Principal's Remarks
I have recently been watching some recordings of speeches by a person I hold in very high esteem – Reverend Doctor Martin Luther King Jnr. There is a depth to Dr King’s thinking and speaking that I find challenging. I had also been considering the foundations we need to provide our children in their school years and these thoughts were encouraged by a speech of Dr King’s that I watched. He presented to a group of high school students at their graduation in October of 1967. He said, ” I want to ask you a question, and that is: What is your life’s blueprint?
Whenever a building is constructed, you usually have an architect who draws a blueprint, and that blueprint serves as the pattern, as the guide, and a building is not well erected without a good, solid blueprint.
Now each of you is in the process of building the structure of your lives, and the question is whether you have a proper, a solid and a sound blueprint.
I want to suggest some of the things that should begin your life’s blueprint. Number one in your life’s blueprint, should be a deep belief in your own dignity, your worth and your own somebodiness. Don’t allow anybody to make you feel that you’re nobody. Always feel that you count. Always feel that you have worth, and always feel that your life has ultimate significance.” (King, 1967)
As we parent and teach, how do we build our children’s sense of worth and identity? How do we let them know that they count? How do we help them feel and know that their lives have ultimate significance? At the very beginning of a child’s learning journey at Prescott Primary Northern, our Foundation students do a group of lessons called “The King’s Kids.” I have wonderful memories of our little ones wearing a little crown around the school. When I asked one little guy what it was for, he told me that he was wearing it because he was a child of the king of the whole world.
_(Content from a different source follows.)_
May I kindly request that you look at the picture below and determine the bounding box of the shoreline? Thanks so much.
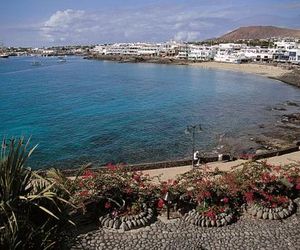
[84,55,300,88]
I think this is what Dr King was talking about in his speech. Helping our kids know they count, that they, and their lives are significant. I also think we can model this to our children when we use words like, “We are here for a reason,” and, “you can make a difference to those around you.”
The Bible says, Ephesians 2:10 “For we are God’s handiwork, created in Christ Jesus to do good works, which God prepared in advance for us to do.”